The strengths of this study are that the thermal recording set-up was standardised and performed at a stable room temperature making it possible to compare images throughout the study and also among participants. Furthermore, classification of the participants’ awareness status fulfils the criteria of three internationally accepted classification methods for hypoglycaemia awareness [29]. The differences in symptom scores and counterregulatory responses further support the classification. Finally, participants wore a CGM in the days leading up to the study so that episodes with hypoglycaemia could be identified and the study postponed if necessary. This was done because antecedent hypoglycaemia could potentially blunt the symptomatic and hormonal responses to hypoglycaemia induced during the study [30].

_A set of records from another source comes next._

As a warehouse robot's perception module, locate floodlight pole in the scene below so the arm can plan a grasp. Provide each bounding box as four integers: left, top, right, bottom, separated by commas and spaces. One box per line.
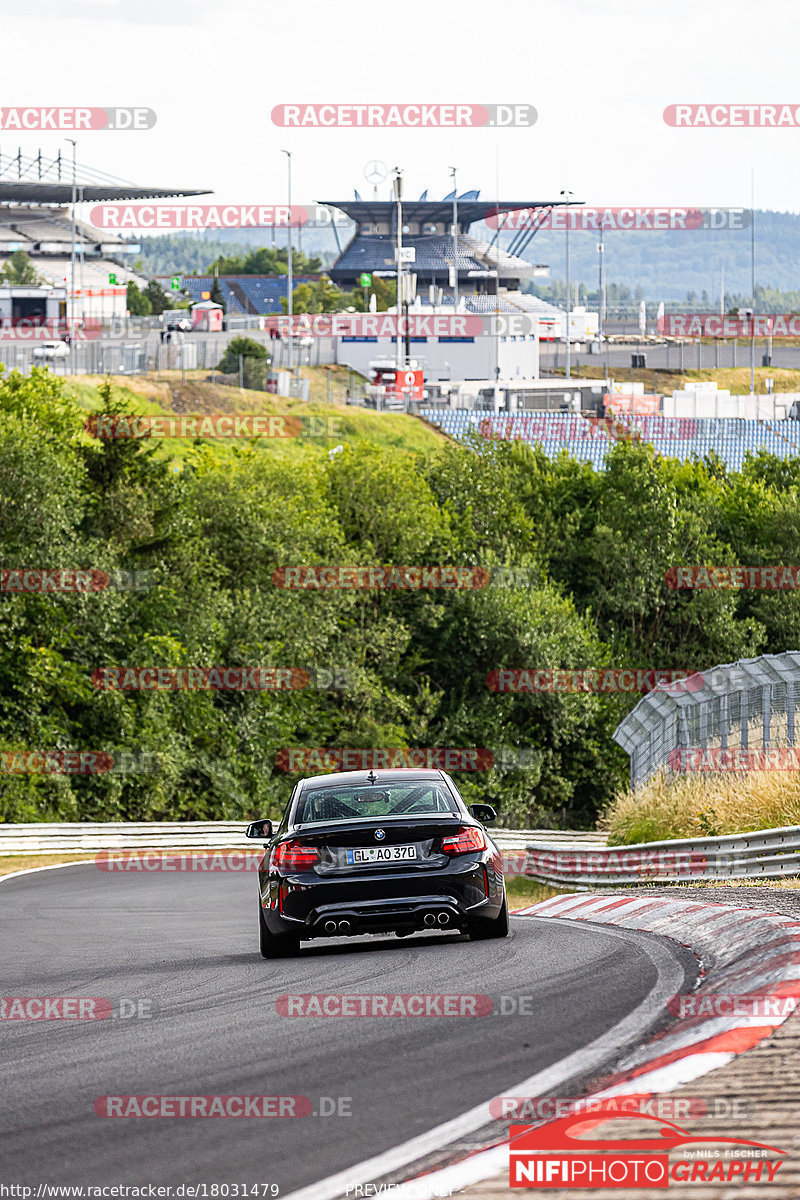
64, 138, 78, 346
281, 150, 294, 371
750, 167, 756, 396
450, 167, 458, 312
395, 167, 405, 374
561, 190, 575, 379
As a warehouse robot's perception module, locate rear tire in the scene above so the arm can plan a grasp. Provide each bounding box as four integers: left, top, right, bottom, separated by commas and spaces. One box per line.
469, 899, 509, 942
258, 904, 300, 959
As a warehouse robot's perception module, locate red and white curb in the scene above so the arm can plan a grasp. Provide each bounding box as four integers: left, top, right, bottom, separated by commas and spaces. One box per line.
287, 893, 800, 1200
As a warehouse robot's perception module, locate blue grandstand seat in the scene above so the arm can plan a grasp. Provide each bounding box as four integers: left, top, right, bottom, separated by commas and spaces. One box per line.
422, 409, 800, 470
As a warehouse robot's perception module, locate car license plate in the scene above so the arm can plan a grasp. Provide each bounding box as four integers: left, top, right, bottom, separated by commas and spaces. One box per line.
344, 846, 416, 866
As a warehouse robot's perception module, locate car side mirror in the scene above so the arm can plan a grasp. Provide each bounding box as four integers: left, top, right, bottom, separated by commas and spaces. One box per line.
245, 821, 272, 841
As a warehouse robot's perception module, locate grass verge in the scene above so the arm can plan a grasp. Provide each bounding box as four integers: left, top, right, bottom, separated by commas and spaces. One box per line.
599, 770, 800, 846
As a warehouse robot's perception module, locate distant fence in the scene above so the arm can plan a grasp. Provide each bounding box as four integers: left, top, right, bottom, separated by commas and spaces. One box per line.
524, 826, 800, 892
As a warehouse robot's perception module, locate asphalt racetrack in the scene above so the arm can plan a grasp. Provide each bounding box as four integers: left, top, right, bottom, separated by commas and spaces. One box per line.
0, 863, 691, 1196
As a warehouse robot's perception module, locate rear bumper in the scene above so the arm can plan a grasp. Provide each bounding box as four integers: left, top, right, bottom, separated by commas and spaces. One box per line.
261, 862, 505, 938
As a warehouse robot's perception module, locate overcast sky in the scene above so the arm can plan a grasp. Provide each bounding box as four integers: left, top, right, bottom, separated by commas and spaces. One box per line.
0, 0, 800, 211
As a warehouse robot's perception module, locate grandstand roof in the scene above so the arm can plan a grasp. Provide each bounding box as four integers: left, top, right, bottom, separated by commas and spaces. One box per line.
0, 179, 211, 204
0, 148, 211, 204
319, 197, 581, 227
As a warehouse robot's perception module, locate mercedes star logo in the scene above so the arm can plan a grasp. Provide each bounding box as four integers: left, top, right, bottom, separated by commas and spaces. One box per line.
363, 158, 389, 184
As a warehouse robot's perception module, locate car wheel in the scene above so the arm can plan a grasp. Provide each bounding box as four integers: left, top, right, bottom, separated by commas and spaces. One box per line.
469, 900, 509, 942
258, 904, 300, 959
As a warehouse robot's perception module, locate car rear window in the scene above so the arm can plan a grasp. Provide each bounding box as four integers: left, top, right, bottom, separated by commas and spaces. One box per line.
294, 780, 462, 824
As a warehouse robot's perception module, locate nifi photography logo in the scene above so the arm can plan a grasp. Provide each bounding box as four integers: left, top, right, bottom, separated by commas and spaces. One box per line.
509, 1097, 786, 1195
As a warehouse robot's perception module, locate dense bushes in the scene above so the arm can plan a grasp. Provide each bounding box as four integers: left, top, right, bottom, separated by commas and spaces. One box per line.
0, 372, 800, 824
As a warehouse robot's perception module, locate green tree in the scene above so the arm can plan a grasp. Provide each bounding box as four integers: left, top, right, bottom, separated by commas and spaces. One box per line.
144, 280, 172, 317
127, 280, 152, 317
281, 275, 345, 313
210, 275, 227, 312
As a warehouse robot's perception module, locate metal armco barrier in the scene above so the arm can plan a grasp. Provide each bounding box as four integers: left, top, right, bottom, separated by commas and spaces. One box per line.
524, 826, 800, 892
0, 818, 582, 858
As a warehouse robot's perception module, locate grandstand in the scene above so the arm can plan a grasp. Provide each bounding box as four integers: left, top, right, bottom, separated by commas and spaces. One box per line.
323, 192, 563, 295
173, 275, 321, 316
420, 408, 800, 470
0, 150, 206, 319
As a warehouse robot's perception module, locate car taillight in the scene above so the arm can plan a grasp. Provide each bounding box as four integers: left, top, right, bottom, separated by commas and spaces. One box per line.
441, 826, 486, 857
271, 841, 319, 871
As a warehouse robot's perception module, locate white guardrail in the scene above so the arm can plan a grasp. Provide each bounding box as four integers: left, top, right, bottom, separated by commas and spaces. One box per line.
0, 820, 597, 860
524, 826, 800, 892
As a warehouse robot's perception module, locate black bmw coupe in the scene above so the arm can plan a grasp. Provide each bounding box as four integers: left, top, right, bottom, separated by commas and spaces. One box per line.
247, 768, 509, 959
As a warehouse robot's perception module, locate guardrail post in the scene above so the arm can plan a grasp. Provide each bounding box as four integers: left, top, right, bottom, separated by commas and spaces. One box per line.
786, 682, 794, 746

The limitations to this study include the fact that the aware group was assessed at slightly higher glucose levels despite a lower glucose infusion rate during hypoglycaemia compared with the unaware group. The difficulty in reaching the same nadir glucose in both groups may be a consequence of better counterregulatory capacity of aware patients, which also could explain the lower glucose infusion rate during hypoglycaemia and recovery in this group. Even though the unaware group received a slightly stronger hypoglycaemic stimulus, their temperature response was smaller than in the aware group. Moreover, there were differences between the two groups at baseline. The aware group was younger with shorter duration of diabetes, which is to be expected since age and duration of disease are well-known risk markers for development of hypoglycaemia unawareness [31, 32]. After adjusting for this in the statistical analyses, the results still showed the hypoglycaemia-induced temperature response differed between the two groups, although there was only a trend on the nose during hypoglycaemia. Also, in this study we chose to analyse the forehead, nose and fingertips. These areas were chosen in part because they were compatible with the rest of the study set-up. There might be other areas where the hypoglycaemia-induced temperature changes are even more pronounced. In this study, no tests for neuropathies, other than beat-to-beat variation, were performed. Instead prevalence of neuropathy was based on questionnaires and the patient’s medical records. It is therefore possible that the prevalence of neuropathy is higher. Both autonomous and peripheral neuropathy could potentially affect the thermoregulatory response. Further investigations are therefore needed to characterise the response in patients with neuropathy. Finally, the aim of this study was to analyse the response to hypoglycaemia in patients with type 1 diabetes, no non-diabetic control group was therefore included in this study and no euglycaemic control studies were performed. These aspects deserve attention in future studies.

In conclusion, Ts is decreased on the nose and forehead during hypoglycaemia in patients with type 1 diabetes as assessed by infrared thermography. The hypoglycaemia-associated changes in Ts were more pronounced in patients with normal hypoglycaemia awareness compared with unaware patients.